TÜRKÇE

Auditor

a) Election, dismissal and termination of the contract

  • The auditor is elected by the company's general assembly. The auditor of the group of companies is elected by the parent company's general assembly.
  • The auditor must be elected for every financial period and in any case before the end of the period in which the auditor will perform the engagement. Subsequent to election, the auditor must be registered at the trade registry by the board of directors and be announced in the Turkish Trade Registry Gazette and on its website by the board of directors.
  • The auditor who is elected to audit the financial statements of the parent company may also be considered as the auditor of the group of companies financial statements unless another auditor is elected.
  • The auditor may be dismissed from the duty to audit only in the manner set forth in paragraph four and provided that another auditor has been appointed.
  • Based on the claim of (a) the board of directors and (b) the shareholders representing five percent of the capital in the public companies and ten percent of the capital in the private companies, the commercial court of the first instance may appoint another auditor by hearing the related parties and elect an auditor in cases where there is a fair reason of the claim and there is a suspicion that the auditor conducted his/her duty subjectively.
  • The action regarding dismissal and appointment of a new auditor must be filed within three weeks from the date on which the auditor election is announced in the Turkish Trade Registry Gazette. In order for the minority shareholders to file this action, it is required that:
  • They have voted against the election of the auditor at the general assembly,
  • Their opposing votes have been recorded in the minutes, and
  • They have been in the position of the company's shareholders for at least three months prior to the date of the general assembly at which the election was made.
  • If an auditor is elected within the first four months of the financial period, an auditor must be appointed by the court based on the request of any shareholder, of each member of the board and of the board of directors. The same rule may be applied in other cases such as if the elected auditor rejects the position or terminates the contract. The order of the court is final.
  • The auditor can only terminate the audit contract in the case of the existence of a just cause or only if an action for the dismissal is filed. A disagreement with respect to audit is not considered as just cause.
  • In cases where the auditor gives an appropriate notice of termination, the board of directors must elect a temporary auditor with immediate effect and must inform the general assembly of the termination notice and request the approval of the general assembly for the elected auditor.

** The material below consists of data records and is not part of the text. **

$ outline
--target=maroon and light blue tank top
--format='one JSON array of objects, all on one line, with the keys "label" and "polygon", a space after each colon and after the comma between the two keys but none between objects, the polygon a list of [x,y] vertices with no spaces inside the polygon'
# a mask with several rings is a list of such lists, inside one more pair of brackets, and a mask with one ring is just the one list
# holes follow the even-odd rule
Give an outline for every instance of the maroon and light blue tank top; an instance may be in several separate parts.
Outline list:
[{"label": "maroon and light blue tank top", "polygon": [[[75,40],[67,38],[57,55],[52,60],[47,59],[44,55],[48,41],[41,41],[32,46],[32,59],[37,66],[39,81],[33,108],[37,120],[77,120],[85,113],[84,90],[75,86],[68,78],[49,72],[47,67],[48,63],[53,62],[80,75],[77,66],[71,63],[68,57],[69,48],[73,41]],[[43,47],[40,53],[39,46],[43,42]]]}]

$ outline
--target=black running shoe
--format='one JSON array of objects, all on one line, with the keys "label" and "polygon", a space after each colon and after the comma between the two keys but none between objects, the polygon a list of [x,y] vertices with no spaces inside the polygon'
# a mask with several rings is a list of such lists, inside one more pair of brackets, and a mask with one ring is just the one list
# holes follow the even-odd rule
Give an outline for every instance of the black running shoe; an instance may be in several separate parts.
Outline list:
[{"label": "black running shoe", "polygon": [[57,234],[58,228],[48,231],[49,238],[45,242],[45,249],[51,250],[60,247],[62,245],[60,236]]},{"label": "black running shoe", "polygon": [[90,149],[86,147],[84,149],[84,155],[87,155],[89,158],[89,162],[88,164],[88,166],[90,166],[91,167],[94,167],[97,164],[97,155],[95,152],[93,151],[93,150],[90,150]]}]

b) Persons who may be auditors

An auditor can be:

  • A sworn financial advisor or certified public accountant licensed in accordance with Law No. 3568 on the Professions of Certified Public Accountants and Sworn Financial Advisors, and
  • Persons and partnership firms in which the partners are composed of these persons appointed by the Public Oversight, Accounting and Auditing Standards Board.

The new TCC introduces the concept of independence implying that the auditor has no connection with the company. The rule is explained in the new TCC in detail indicating who cannot be an auditor in a joint stock company.

c) Auditor's rotation rule

If the auditor has been appointed by a company for seven of the last ten years, that auditor must be replaced for at least three years. The Public Oversight, Accounting and Auditing Standards Board has authority to shorten these periods. If the auditor was appointed before the effective date of this provision, these prior years will be taken into consideration in the calculation of the periods.

d) Services impairing independence of auditors

In accordance with the new TCC the auditor is not allowed to provide any services, excluding tax consultancy and tax audit, to the audited company. Such prohibited services cannot be provided to the audit clients through one of the audit firm's affiliated firms or persons.